☆マリッジ☆リングス☆
その晩は静かな夜で

夫婦はそれほど会話なく互いに距離をとりながら

「風呂・・・入ってくるわ~」

「はい・・・」

こんな会話しかない。

さゆりは最近、育児雑誌を熟読している。

「あーーーこれも欲しいわ~」産まれてくる我が子に

胸を弾ませる。

「もう・・・携帯~鳴ってるよ。」聡はまだ浴室で入浴中だった。

さゆりは聡の携帯はほとんどいじらない。

でも、携帯の着信くらいは教える

青は電話で・・・緑はメール

緑で点滅する携帯・・・

「ああっ・・・落ちちゃうよ。
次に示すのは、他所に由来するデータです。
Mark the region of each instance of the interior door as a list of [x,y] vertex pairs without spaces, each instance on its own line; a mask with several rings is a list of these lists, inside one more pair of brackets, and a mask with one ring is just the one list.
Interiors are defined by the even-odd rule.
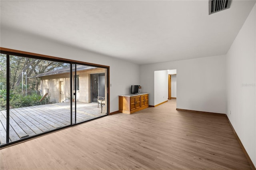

」テーブルに置かれた携帯が今にも落ちそうで・・・

さゆりは久々に聡の携帯を手に取った。

「何々・・・?」

何気なく携帯をみてしまうさゆり。

「メールね・・・」

さゆりは滅多に・・・いや・・・かつて夫のメールなどみたこともないのに

ついつい・・見てしまう。

そこに書かれていた内容に

さゆりは息をのんだ。

「何よ・・・コレ・・・」

そこには

まるで別人の聡がいた。

「なによ・・・」

さゆりはこの事実をしってしまってから

夫が憎くてしかたなく・・・

でも、産まれてくる我が子のために

このことは聡には言わなかった。

「どれどれ・・・今日は・・・?」

それから、さゆりは変な習慣を始めた。

夫婦の間でもご法度だとは思うが

毎晩・・・聡の隙をみては

携帯をチェックする。

「じゅり。この女ぁ・・・・」

さゆりはまだ見ぬ聡の女に

激しく嫉妬していった。

表向きは純情な妻であり母

そして、裏の顔

「なんでこんなことしてるんだ?わたし・・・」

さゆりはそう思いながらも携帯のチェックが止まらない。

聡はまったく気づいていなかった。

「そろそろ・・・だよね。」

「うん。」

夫婦はそんな和やかな会話なんかしている。

出産前にこんな夫婦の隠れた秘密

それでも、時は流れた。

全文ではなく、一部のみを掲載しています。